Als er wel sprake is van een dergelijke verdenking, moet de rechter onderzoeken of het hoogst onwaarschijnlijk is dat de strafrechter, later oordelend, aan de verdachte een verplichting tot betaling aan de staat van een som geld ten behoeve van het slachtoffer zal opleggen als bedoeld in artikel 36f van het Wetboek van Strafrecht.
Klaagster wordt – kort gezegd – verdacht van verboden bezit van wapens en munitie. Dit betreft een verdenking van een misdrijf waarvoor een geldboete van de vierde categorie kan worden opgelegd.
Op het chalet van klaagster is op 3 april 2024 conservatoir beslag gelegd in het kader van de strafzaak tegen haar echtgenoot [belanghebbende] . Hij is op 7 november 2024 veroordeeld tot een gevangenisstraf van vier jaar en zes maanden wegens (samengevat weergegeven) het vervaardigen van amfetamine(-olie) en de voorbereidingshandelingen daartoe gedurende een periode van twee maanden, namelijk in de periode van 12 december 2023 tot en met
21 februari 2024. Daarnaast is hem een ontnemingsmaatregel op gelegde ter grootte van
€ 96.600,85.
Naar het oordeel van de rechtbank zijn er onvoldoende aanwijzingen dat het chalet op
2 maart 2022 is overgedragen met het kennelijke doel de uitwinning in het kader van voornoemde strafzaak en ontneming te belemmeren of te verhinderen, terwijl klaagster dat wist of moest vermoeden.
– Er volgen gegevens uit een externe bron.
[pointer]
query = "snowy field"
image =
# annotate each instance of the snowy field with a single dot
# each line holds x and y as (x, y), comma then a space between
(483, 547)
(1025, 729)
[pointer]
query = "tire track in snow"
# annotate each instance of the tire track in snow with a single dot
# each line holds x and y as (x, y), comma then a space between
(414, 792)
De rechtbank overweegt daarbij dat enkel het bij het Openbaar Ministerie bestaande vermoeden van verhaalsfrustratie onvoldoende is om de inbeslagneming van het chalet te rechtvaardigen.
Namens klaagster is aangevoerd dat het chalet is overgedragen om te voorkomen dat het chalet na het overlijden van [belanghebbende] aan de broer van [belanghebbende] zou toekomen. Aangezien klaagster en [belanghebbende] een affectieve relatie hadden, is voor het chalet minder betaald dan de marktwaarde. De rechtbank ziet vooralsnog geen reden om te twijfelen aan het relaas van klaagster dat haar echtgenoot ten tijde van de overdracht (reeds) in slechte gezondheid verkeerde. Ook het feit dat het chalet is overgedragen aan klaagster een paar maanden voordat zij met [belanghebbende] in het huwelijk trad, maakt niet zonder meer dat sprake is van een verdachte overdracht. De rechtbank acht het niet onaannemelijk dat het chalet om redenen gelegen in de familiesfeer is overgedragen voor een relatief bescheiden bedrag.
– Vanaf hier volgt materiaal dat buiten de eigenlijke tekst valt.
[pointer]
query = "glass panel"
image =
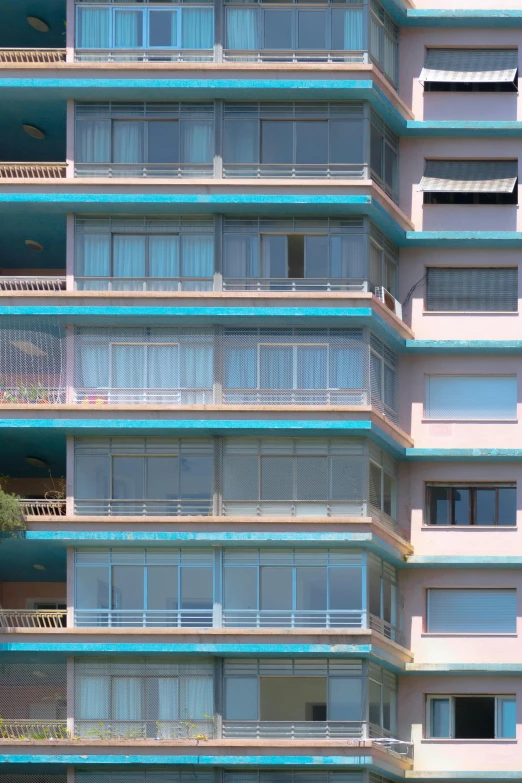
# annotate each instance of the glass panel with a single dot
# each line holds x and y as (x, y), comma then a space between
(91, 478)
(440, 717)
(277, 478)
(127, 587)
(240, 588)
(162, 587)
(163, 28)
(507, 506)
(92, 588)
(278, 30)
(486, 502)
(312, 29)
(345, 588)
(461, 506)
(310, 587)
(163, 142)
(311, 142)
(276, 587)
(127, 478)
(277, 142)
(162, 480)
(241, 698)
(344, 698)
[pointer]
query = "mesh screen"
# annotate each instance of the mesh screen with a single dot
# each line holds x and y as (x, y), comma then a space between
(33, 700)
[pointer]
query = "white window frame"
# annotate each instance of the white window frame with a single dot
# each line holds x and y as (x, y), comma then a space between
(451, 699)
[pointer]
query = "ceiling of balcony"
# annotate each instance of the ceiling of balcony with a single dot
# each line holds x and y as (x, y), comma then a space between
(15, 32)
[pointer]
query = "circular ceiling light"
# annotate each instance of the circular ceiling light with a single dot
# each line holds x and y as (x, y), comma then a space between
(36, 462)
(34, 245)
(37, 24)
(34, 132)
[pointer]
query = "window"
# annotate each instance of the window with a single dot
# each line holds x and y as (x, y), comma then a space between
(471, 717)
(129, 27)
(472, 290)
(470, 182)
(474, 610)
(483, 504)
(470, 70)
(468, 397)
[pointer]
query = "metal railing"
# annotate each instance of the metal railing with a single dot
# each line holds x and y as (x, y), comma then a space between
(8, 283)
(46, 507)
(146, 618)
(293, 56)
(32, 55)
(144, 170)
(145, 55)
(33, 170)
(297, 170)
(295, 284)
(143, 396)
(297, 618)
(33, 618)
(143, 508)
(144, 283)
(195, 728)
(33, 729)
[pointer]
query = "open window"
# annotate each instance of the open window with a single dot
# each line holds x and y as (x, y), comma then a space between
(470, 70)
(471, 717)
Daar komt bij dat ten tijde van de overdracht nog geen sprake was van een concrete verdenking jegens [belanghebbende] . De rechtbank dient ex-tunc te toetsten. De tijd waarin het [belanghebbende] het tenlastegelegde zou hebben gepleegd, beslaat de periode 12 december 2023 tot en met 21 februari 2024. Het chalet is ruim anderhalf jaar eerder overgedragen.
De OVC-gesprekken die zijn opgenomen in het dossier, zien niet op het verkrijgen van het chalet maar op het vervreemden van goederen.
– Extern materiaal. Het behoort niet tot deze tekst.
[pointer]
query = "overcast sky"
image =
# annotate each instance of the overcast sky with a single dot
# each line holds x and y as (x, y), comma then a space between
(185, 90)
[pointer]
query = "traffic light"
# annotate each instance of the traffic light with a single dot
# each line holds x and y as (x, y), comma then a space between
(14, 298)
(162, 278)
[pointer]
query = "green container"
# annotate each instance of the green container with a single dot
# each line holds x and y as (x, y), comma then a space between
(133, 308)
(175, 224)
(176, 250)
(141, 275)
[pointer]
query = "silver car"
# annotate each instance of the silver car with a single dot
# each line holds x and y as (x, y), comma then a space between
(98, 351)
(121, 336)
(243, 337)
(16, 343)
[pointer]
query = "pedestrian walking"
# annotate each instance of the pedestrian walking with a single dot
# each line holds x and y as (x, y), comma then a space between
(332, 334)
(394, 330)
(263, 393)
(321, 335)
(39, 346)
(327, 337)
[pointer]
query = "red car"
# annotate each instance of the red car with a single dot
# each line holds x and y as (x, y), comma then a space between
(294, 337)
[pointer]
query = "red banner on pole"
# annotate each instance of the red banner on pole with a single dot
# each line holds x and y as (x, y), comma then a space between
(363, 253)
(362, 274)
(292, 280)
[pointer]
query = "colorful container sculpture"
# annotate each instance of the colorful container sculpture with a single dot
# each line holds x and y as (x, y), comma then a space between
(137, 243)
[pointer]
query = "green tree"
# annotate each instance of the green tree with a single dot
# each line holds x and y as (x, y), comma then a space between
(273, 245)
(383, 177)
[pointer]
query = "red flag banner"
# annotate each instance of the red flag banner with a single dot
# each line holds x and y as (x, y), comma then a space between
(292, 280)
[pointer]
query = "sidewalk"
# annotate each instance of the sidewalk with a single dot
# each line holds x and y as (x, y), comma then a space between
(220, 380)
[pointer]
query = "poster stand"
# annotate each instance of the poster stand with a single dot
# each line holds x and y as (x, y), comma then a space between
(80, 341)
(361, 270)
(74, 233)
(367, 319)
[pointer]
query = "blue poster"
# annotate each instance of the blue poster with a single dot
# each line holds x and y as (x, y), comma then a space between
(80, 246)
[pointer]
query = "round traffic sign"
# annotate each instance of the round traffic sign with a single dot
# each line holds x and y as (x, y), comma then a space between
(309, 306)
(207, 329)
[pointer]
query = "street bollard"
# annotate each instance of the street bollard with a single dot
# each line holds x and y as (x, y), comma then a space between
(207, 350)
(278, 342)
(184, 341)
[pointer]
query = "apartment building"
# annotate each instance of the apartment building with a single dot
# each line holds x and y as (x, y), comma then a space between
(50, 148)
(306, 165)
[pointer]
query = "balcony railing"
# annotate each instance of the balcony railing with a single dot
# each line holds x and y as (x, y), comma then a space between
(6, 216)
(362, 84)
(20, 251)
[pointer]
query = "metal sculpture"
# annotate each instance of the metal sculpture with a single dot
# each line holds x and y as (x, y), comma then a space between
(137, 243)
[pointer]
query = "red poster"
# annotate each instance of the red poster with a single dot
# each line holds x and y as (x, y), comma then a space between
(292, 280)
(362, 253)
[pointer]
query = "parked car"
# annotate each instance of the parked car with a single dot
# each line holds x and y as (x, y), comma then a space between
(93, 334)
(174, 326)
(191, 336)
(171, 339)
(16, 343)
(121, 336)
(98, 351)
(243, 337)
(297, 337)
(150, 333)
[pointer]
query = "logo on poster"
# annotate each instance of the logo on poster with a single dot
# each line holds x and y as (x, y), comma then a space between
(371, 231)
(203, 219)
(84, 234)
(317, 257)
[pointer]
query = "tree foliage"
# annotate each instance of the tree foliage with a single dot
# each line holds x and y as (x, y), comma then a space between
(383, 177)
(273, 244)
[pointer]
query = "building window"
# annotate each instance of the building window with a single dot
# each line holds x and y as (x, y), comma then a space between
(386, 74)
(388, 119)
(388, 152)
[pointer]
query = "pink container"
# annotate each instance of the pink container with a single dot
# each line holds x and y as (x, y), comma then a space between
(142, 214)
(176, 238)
Gelet op het vorenstaande is de rechtbank van oordeel dat niet vaststaat dat klaagster ten tijde van het verkrijgen van het chalet niet te goeder trouw is geweest. Gelet op de verdenking jegens klaagster zelf, acht de rechtbank het ook hoogst onwaarschijnlijk dat de strafrechter, later oordelend, aan klaagster de verplichting tot betaling van een geldbedrag ter ontneming van het wederrechtelijk verkregen voordeel zal opleggen.
De rechtbank is dan ook van oordeel dat bij het ontbreken van strafvorderlijk belang het beslag dient te worden opgeheven. Zij verklaart het beklag gegrond en gelast de teruggave van het inbeslaggenomen chalet aan klaagster.

Beslissing

De rechtbank verklaart het beklag gegrond en gelast de teruggave aan klaagster van vakantiechalet gelegen aan [adres 2] te [plaats] .
Deze beslissing is gegeven door mr. Y.H.M. Marijs, rechter, in tegenwoordigheid van G.C.F.J. Derkx, griffier, en in het openbaar uitgesproken op 11 december 2024.
Tegen de beslissing van deze rechtbank staat voor het Openbaar Ministerie beroep in cassatie bij de Hoge Raad open, in te stellen bij de griffie van deze rechtbank, binnen veertien (14) dagen na dagtekening van deze beslissing.